Despite the volume contraction, NIGHT's price performance remains robust. The token is up 6.35% in the last 24 hours, trading around $0.084, though it is down 15% over the past week. NIGHT recently cemented its position within the top 100 cryptocurrencies by market capitalization, which now stands at over $1.4 billion. It has been listed by CoinGecko as a top-trending cryptocurrency, even ranking above Bitcoin (BTC) and Ethereum (ETH).
The token's rapid ascent is part of a broader narrative around privacy coins. While the general market benchmark was down 1.3%, NIGHT and other privacy-focused assets like Zcash (ZEC) and Monero (XMR) posted significant gains, with ZEC surging 13.8%. This has sparked discussions of a potential 'privacy coin rally' in the final months of 2025.

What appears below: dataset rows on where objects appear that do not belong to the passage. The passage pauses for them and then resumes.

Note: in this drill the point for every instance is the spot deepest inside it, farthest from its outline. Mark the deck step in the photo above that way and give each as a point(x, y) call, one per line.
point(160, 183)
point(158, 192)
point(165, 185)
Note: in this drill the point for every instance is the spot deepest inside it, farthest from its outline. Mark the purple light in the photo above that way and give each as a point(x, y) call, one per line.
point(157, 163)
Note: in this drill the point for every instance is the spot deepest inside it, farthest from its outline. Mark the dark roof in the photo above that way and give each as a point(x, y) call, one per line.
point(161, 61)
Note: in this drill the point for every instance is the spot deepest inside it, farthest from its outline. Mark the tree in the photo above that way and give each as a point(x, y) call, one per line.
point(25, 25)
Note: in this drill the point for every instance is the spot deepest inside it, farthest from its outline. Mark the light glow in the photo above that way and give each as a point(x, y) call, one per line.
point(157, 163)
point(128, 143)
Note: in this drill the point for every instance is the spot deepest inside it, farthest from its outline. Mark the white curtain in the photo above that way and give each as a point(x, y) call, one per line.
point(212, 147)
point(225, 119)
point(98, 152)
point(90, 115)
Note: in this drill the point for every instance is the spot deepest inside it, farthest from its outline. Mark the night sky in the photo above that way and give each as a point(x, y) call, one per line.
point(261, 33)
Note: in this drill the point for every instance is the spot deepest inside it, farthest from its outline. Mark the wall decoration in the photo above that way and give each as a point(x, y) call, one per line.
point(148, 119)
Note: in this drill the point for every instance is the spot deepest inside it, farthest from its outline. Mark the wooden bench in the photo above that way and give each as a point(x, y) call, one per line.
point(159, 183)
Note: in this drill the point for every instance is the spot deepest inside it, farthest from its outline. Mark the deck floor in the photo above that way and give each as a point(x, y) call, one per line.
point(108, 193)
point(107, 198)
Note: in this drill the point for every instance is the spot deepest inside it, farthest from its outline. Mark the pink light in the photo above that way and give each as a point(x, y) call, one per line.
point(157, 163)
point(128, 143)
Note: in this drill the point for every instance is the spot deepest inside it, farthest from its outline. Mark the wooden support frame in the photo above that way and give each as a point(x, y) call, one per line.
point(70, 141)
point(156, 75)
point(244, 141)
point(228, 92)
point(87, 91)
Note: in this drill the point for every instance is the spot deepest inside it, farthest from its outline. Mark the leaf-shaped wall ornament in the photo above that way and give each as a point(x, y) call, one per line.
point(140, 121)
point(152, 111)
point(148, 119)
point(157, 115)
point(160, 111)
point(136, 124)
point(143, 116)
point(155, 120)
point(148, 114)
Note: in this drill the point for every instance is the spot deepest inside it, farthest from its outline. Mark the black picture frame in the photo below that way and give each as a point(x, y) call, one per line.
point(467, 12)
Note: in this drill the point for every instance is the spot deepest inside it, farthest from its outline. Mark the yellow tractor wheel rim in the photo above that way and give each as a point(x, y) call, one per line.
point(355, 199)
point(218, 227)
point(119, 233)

Cardano founder Charles Hoskinson has been a vocal proponent of Midnight, calling it a "Manhattan project" for crypto. He has outlined an ambitious vision for its integration, stating that adding Midnight to ecosystems like XRP DeFi and Bitcoin could revolutionize private finance and supercharge Cardano's own DeFi metrics. The Midnight Network, an EVM-compatible, privacy-centric blockchain launched on mainnet this December, aims to bridge Cardano's UTXO design with Ethereum's ecosystem to meet growing demand for private DeFi.